Ни в костюмах, ни в танце девушек из шоу не должно быть ничего непристойного. Не следует показывать ноги выше колена.
Шутка “почесать заднее место” абсолютна неприемлема.
Нельзя показывать и даже намекать на то, что в ванной комнате имеется унитаз.
Замените слово “сладострастный” в речи Верду на другое».
Письмо заканчивалось словами о том, что они будут счастливы предоставить себя в мое распоряжение, как только в этом возникнет необходимость. Цензоры готовы на любые обсуждения, чтобы новый фильм соответствовал требованиям Кодекса производства без нарушения его развлекательной ценности. Я отправился в офис Брина, где предстал перед самим мистером Брином. Минутой позже появился один из его помощников, высокий неприветливый молодой человек. Он сразу повел беседу в далеко не дружеском стиле.
– Что вы имеете против католической церкви? – спросил он.
– А почему вы меня об этом спрашиваете? – удивился я.
– Смотрите, – он швырнул на стол копию моего сценария и стал переворачивать страницы. – Вот сцена в камере заключенного, где преступник Верду говорит священнику: «Чем могу быть вам полезен, мой добрый человек?»
– А что, разве он не добрый человек?
– Это звучит пренебрежительно, – сказал он и взмахнул рукой как бы в подтверждение своих слов.
– Я не вижу ничего пренебрежительного в словах «добрый человек», – ответил я.
Мы продолжили разговор, и я вдруг почувствовал себя в роли человека, ведущего диалог, написанный в стиле Шоу.
– Вы не должны называть священника «добрым человеком», вы должны называть его «отец».

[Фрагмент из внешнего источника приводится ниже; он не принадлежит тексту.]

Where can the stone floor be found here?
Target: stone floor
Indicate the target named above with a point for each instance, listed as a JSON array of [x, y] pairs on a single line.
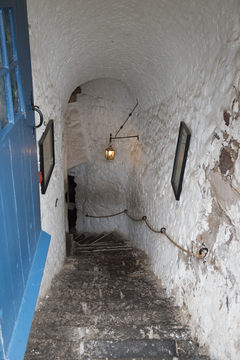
[[107, 304]]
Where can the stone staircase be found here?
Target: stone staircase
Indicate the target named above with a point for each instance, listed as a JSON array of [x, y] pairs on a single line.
[[106, 303]]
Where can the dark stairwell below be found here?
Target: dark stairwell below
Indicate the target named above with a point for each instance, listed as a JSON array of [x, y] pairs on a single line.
[[106, 303]]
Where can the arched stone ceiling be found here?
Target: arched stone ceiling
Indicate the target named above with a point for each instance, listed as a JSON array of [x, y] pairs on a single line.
[[150, 45]]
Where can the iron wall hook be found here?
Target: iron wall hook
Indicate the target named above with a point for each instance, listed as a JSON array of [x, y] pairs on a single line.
[[36, 108]]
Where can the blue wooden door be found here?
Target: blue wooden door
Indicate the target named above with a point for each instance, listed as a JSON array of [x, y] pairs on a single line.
[[20, 226]]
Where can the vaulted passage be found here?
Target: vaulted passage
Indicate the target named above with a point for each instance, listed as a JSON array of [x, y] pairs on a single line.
[[106, 303]]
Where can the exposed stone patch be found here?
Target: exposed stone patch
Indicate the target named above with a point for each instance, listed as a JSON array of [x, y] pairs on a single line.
[[226, 117], [225, 161]]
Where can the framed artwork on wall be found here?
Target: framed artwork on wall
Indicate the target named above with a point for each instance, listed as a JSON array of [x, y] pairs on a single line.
[[47, 155], [183, 142]]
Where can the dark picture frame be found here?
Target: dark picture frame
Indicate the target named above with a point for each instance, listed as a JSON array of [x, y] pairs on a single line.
[[47, 155], [180, 159]]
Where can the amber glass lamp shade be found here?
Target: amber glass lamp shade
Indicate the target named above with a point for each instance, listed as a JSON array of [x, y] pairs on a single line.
[[109, 153]]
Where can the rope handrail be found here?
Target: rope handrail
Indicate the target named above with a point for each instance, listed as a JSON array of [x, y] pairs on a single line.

– Очень хорошо, будем называть его «отец».
– И вот эта строчка, – он указал пальцем на другую страницу. – Вот здесь у вас священник говорит: «Я пришел просить вас примириться с Господом нашим». Верду ему отвечает: «Я и не ссорился с Богом, а вот с людьми проблемы были». Это все как шутка звучит, а так быть не должно.
– У вас есть полное право настаивать на своем мнении, – ответил я, – но и у меня есть право настаивать на своем.
– А вот это, – он перебил меня и принялся читать: – «Священник говорит: “Не чувствуете ли вы раскаяния за грехи свои?” А Верду отвечает: “А кто знает, что такое грех рождения в раю от падшего ангела, кто объяснит его таинственное назначение?”».
– Я считаю, что грех – это такая же тайна, как и добродетель, – сказал я.
– Здесь слишком много псевдофилософии, – пренебрежительно отреагировал молодой человек. – А потом вот тут у вас Верду смотрит на священника и говорит: «А что бы вы делали, если бы не было греха?»
– Я согласен, эта реплика, может, и звучит немного двусмысленно, но, в конце концов, это то, что называется ироничным юмором, слова вовсе не направлены на то, чтобы унизить священника.